Table 1. Spur Gear Design Parameters
| Parameter | Value |
|---|---|
| Module (mm) | 0.65 |
| Number of Teeth | 25 |
| Face Width (mm) | 3.80 |
| Outer Diameter (mm) | ϕ17.18+0.02-0.1 |
| Root Diameter (mm) | ϕ14.34+0-0.1 |
| Base Tangent Length (mm) | 6.798-0.051-0.101 |
| Accuracy Target | AGMA Q8+ |
Process Optimization
The MIM workflow (Table 2) utilized gas-atomized 17-4PH powder (D50 = 7.9 μm). Key process modifications included:
- Injection Parameter Adjustment: Melt temperature (195°C) and holding pressure profiles
- Green Body Orientation: Vertical stacking on alumina setters with Ra < 10 μm
- Sintering Optimization: Vacuum sintering at 1,300°C for 3 hr under argon partial pressure
Table 2. MIM Process Parameters
| Stage | Key Parameters |
|---|---|
| Feedstock | 63.2 vol% loading, binder system: PW-HDPE-SA |
| Molding | 50T electric press, 195°C nozzle temperature |
| Debinding | Catalytic debinding: 120°C × 6 hr in 2.5 vol% oxalic acid |
| Sintering | 1,300°C × 3 hr, 10-3 mbar vacuum |
| Post-Processing | Magnetic abrasive finishing (0.3 mm media, 60 rpm) |
Results and Analysis
Density measurements followed Archimedes’ principle:
$$ \rho_{\text{sintered}} = \frac{m_{\text{air}}}{m_{\text{air}} – m_{\text{water}}} \cdot \rho_{\text{water}} $$
showing 7.785–7.798 g/cm³ (98.9–99.3% theoretical). Vickers hardness reached 273–287 HV0.1, confirming proper precipitation hardening.

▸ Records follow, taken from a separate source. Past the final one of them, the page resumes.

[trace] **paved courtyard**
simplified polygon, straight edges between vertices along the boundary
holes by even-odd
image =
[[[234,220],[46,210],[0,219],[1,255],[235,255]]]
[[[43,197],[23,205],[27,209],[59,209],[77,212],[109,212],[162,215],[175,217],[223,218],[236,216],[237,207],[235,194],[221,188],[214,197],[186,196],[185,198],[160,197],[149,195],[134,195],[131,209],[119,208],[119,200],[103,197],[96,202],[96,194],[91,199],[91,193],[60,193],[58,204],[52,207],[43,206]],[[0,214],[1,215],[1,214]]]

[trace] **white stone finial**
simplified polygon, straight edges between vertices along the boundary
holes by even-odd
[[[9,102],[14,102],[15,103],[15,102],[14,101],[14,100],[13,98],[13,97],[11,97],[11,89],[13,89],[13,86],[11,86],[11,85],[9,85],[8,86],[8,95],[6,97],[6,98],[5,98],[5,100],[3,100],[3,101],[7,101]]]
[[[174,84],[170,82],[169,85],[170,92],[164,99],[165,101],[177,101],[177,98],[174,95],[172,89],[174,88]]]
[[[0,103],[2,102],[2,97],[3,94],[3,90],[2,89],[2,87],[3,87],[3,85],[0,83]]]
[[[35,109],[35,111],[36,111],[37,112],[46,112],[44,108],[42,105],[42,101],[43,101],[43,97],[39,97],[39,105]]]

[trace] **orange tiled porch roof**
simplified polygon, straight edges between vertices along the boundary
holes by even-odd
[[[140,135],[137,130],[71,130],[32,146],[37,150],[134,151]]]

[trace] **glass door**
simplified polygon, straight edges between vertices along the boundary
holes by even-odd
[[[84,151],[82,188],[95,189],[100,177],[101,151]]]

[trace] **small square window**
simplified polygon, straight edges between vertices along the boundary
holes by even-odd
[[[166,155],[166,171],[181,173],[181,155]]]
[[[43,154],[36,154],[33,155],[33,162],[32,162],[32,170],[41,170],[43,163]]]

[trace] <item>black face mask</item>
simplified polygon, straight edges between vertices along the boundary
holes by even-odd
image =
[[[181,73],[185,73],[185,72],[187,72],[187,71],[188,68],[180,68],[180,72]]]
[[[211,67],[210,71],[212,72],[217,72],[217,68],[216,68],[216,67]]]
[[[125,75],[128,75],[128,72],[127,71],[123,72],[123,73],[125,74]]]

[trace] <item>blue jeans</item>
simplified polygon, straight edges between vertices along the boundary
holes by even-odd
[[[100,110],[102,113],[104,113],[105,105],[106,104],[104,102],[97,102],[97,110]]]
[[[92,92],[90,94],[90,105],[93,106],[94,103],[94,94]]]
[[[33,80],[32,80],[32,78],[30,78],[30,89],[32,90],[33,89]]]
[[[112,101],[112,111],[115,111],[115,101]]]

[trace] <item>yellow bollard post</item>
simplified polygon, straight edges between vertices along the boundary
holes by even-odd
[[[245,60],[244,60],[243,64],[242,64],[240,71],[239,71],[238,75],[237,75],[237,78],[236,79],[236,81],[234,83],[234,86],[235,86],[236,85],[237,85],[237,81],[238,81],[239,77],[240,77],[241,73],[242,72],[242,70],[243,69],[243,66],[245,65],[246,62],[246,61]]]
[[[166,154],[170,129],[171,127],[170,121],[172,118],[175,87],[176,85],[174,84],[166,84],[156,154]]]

Table 3. Dimensional Accuracy Improvement
| Feature | Initial Deviation (mm) | Optimized Deviation (mm) |
|---|---|---|
| Outer Diameter | 0.07–0.08 | 0.02–0.03 |
| Root Diameter | 0.06–0.07 | 0.02–0.03 |
| Face Width | ±0.05 | ±0.02 |
Geometric distortion stemmed from non-uniform shrinkage along the thickness direction (Z-axis). The compensation strategy employed inclined wire-EDM machining (Figure 2) to create tapered mold cavities:
$$ \Delta D = D_{\text{gate}} \cdot (1 + \alpha \cdot \Delta T) – D_{\text{eject}} $$
where α represents the thermal expansion coefficient of the feedstock.
Conclusion
Through mold compensation and process optimization, thickness direction deviation of MIM-processed spur gears was reduced to 0.02–0.03 mm, achieving AGMA Q9 accuracy. Key factors include:
- Differential shrinkage compensation via tapered cavity design
- Optimal feedstock distribution through central gating
- Controlled sintering atmosphere minimizing interfacial reactions
This methodology demonstrates MIM’s capability for high-precision spur gear manufacturing, expanding its applications in power transmission systems requiring tight tolerances.